Potter wondered just where Cantor stood in the matter, but the courteous air of the man, his manner of putting a question, were not those of a man holding to one opinion or the other, but of a seeker after information. He asked questions, but answered none, not even by the expression of his face. He had made no direct statement; had shown neither pleasure nor displeasure with what he had heard. Yet Potter judged him to be a man capable of strong opinions and of taking action in support of them. There was nothing neutral about the man. He was positive, but baffling. He was an individual who would play his cards on the merits of his own hand, Potter thought, and would carry his betting just as far as the value of his cards warranted. Until that point arrived he would not lay down his hand. Potter determined to see what a direct question would produce.
“What do you think of the sinking of the Lusitania?” he asked, abruptly.
Cantor regarded him for an instant with the air of a man who wishes to use care to express himself clearly, and then he replied with such a manner of clarity as made Potter chuckle inwardly.
“The sinking of the Lusitania,” he said, with the positiveness of a man stating an incontrovertible fact, “is a matter without precedent. It is my firm opinion that the German Admiralty considered carefully every effect which might derive from it before ordering the act.”
An ironic rejoinder occurred to Potter—a rejoinder which he would have made regardless of courtesy had his unlovable mood been upon him—but he withheld it now, contenting himself with a smile which Cantor read correctly and answered with a twinkle of his clear eyes. Potter knew that Cantor had weighed his intention to draw a positive statement and rather enjoyed the knowledge that Potter understood fully his evasion of it.
The conversation turned to less momentous affairs, but it seemed as if Cantor could not express fully his admiration for Detroit and for its location. He spoke of the Lakes, of the millions of tons of ore and millions of bushels of wheat traveling past Detroit’s door in the holds of mighty vessels; of vessels which carried northward cargoes of coal to a region where coal was a necessity. He referred to the carriage of passengers by water on steamers of a size and luxury which the stranger perceived with amazement on an inland waterway. He had a word to say about the ship-canals at Sault Sainte Marie and the Welland, and of that minor canal at the mouth of the River St. Clair. Eldredge told him something of the new channel constructed in American waters across Lime Kiln Crossing and Bar Point Shoals below the city, and described how engineers had constructed the mightiest coffer dam in the history of engineering; how they had built dikes miles in length to hold out the waters of the river, pumped dry the areas between, and then sawed their channel out of the dry rock. Cantor was fascinated by it all.
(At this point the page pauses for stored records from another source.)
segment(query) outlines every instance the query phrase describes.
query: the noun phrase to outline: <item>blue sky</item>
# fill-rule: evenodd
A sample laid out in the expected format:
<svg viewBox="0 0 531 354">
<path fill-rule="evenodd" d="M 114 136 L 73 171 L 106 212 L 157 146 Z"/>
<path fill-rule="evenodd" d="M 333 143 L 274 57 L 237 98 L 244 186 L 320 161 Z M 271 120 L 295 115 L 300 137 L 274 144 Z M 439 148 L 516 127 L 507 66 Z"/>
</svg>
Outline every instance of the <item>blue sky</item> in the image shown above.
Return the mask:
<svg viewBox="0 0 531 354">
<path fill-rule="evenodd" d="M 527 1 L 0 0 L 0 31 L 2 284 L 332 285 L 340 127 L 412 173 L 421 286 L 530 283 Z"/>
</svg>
“But,” said he, “those are points of danger, are they not? Suppose that war with England should arrive. Would not your Eastern steel-mills, upon which you must depend for the manufacture of ordnance and munitions, be left helpless if one of these gateways from lake to lake should be closed? Imagine the destruction of the locks at the Soo, for instance? Are they well guarded?”
“Probably,” said Potter, “there is an aged constable with a tin star within calling distance.”
“It is a splendid thing for a country to have the feeling of security that yours holds,” said Cantor, with open admiration that Potter felt, but could not identify, to be derisive.
“Why should we guard them?” Eldredge asked. “We aren’t fighting anybody. Besides, an army never could get to them.”